Everything runs on your laptop via Docker; I verified the whole path on real GCP.

Governance dashboard on synthetic data — adoption tiles, budget status, and cost by team/user/model

Two things it gives you

  1. Cost governance — spend/latency by user, team and model; budget alerts at 80/100%; virtual keys people can issue and revoke themselves (no one touches the master key).
  2. Adoption tracking — the more interesting half: is the team actually using the agents, and does it stick? Weekly-active rate, repeat usage, and how many different tools each person uses. Aggregated by team; individual usage stays on each person's own page. I deliberately track adoption, not a per-developer output number — usage that sticks is a signal you can act on; a leaderboard is one people just game.

Three things that surprised me

Streaming hides the cost.
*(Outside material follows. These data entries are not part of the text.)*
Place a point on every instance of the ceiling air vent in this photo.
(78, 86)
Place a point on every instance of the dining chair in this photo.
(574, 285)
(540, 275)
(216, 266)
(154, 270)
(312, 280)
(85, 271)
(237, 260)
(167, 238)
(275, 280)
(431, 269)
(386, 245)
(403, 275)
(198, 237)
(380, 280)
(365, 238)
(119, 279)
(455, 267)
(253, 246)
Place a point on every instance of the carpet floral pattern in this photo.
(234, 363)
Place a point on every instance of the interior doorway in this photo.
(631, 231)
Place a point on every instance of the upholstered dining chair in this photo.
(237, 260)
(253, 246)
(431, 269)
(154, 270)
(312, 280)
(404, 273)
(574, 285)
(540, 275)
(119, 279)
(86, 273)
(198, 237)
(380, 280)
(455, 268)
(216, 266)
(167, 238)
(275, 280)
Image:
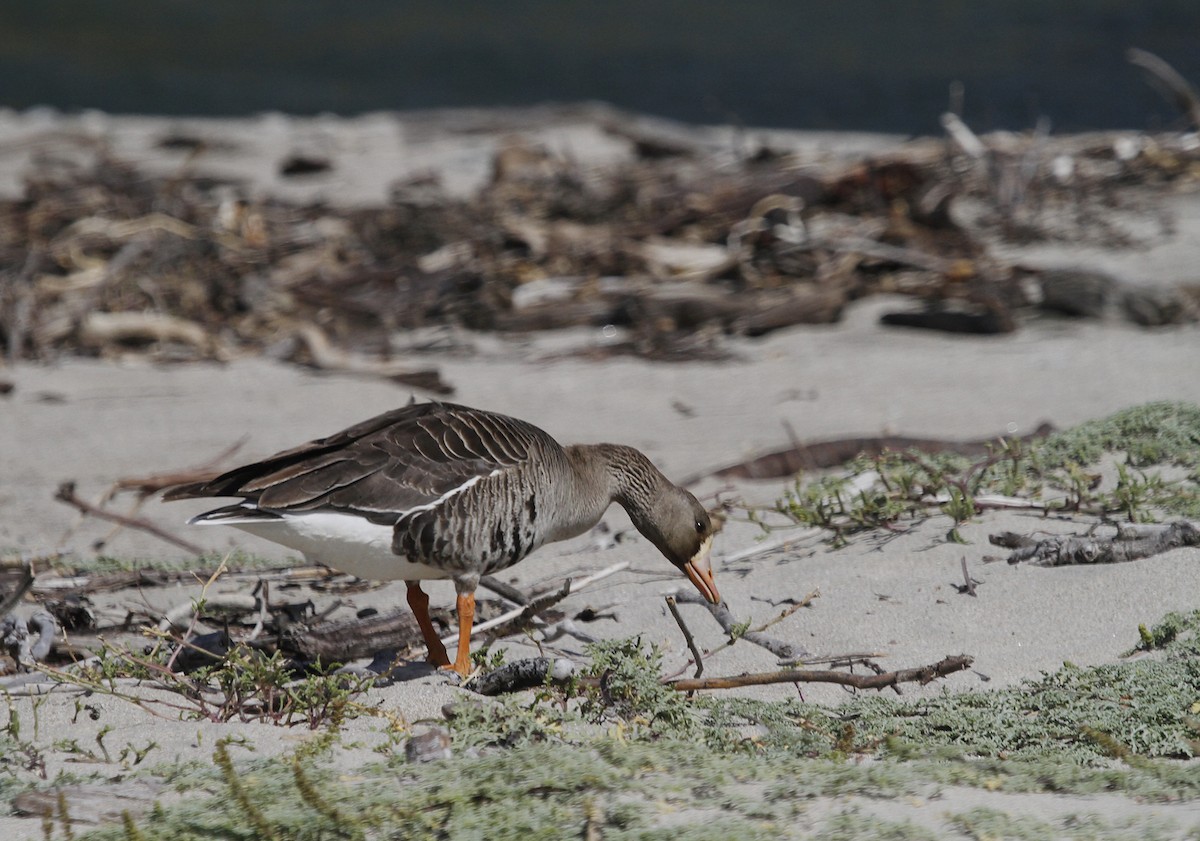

Providers often omit token usage on streamed responses, so the gateway's own per-key spend under-counts — sometimes down to $0 for a request that clearly cost money. Two fixes: I inject stream_options.include_usage=true at the proxy, and I backfill cost from tokens into BigQuery so the dashboard is accurate regardless. The lesson that stuck: treat the warehouse as the source of truth for cost, and the gateway's hard budget-block as best-effort. They'll disagree; that's fine once you know which to trust for which job.

Subscription CLIs bypass the gateway — but that's a routing problem, not a measurement limit. A ChatGPT-logged-in Codex, the claude.ai app, and Moonshot's Kimi CLI talk to their vendor directly, so in that mode nothing is logged. But anything that goes through the gateway is measured — including subscription / flat-rate usage (tokens and latency are recorded; cost just shows 0). The fix is routing: force traffic through the proxy (API-key auth, or a generic OpenAI-compatible client for Kimi) and block direct egress. That's org policy, not a tool limitation — worth being honest about both halves.

Per-user attribution needs virtual keys. With the raw master key, everything shows up as one user. Hand each person a scoped key and user_id / team land on every row in BigQuery — and suddenly the dashboard is actually useful.

Self-service API keys — scoped key with a bounded budget, per-key spend, revoke; note that streaming can under-count so BigQuery cost is authoritative

What it is (and isn't)

It's a demo / reference implementation, not a production product. No TLS, single node, no multi-tenant hardening. BigQuery and Looker are swappable for any warehouse/BI — the real requirement is just one place that holds every per-request log.

It's also deliberately different from the observability tools you'll reach for first. Helicone, Langfuse, and Portkey are great at tracing and debugging calls; this is thinner and pointed at a different question — governance and adoption: who's allowed to spend what, and is the team actually using the tools. Complementary, not a competitor.

If that fits how you'd approach the problem, fork it.

Curious how others are governing AI coding spend across a team — gateway-first like this, or something else?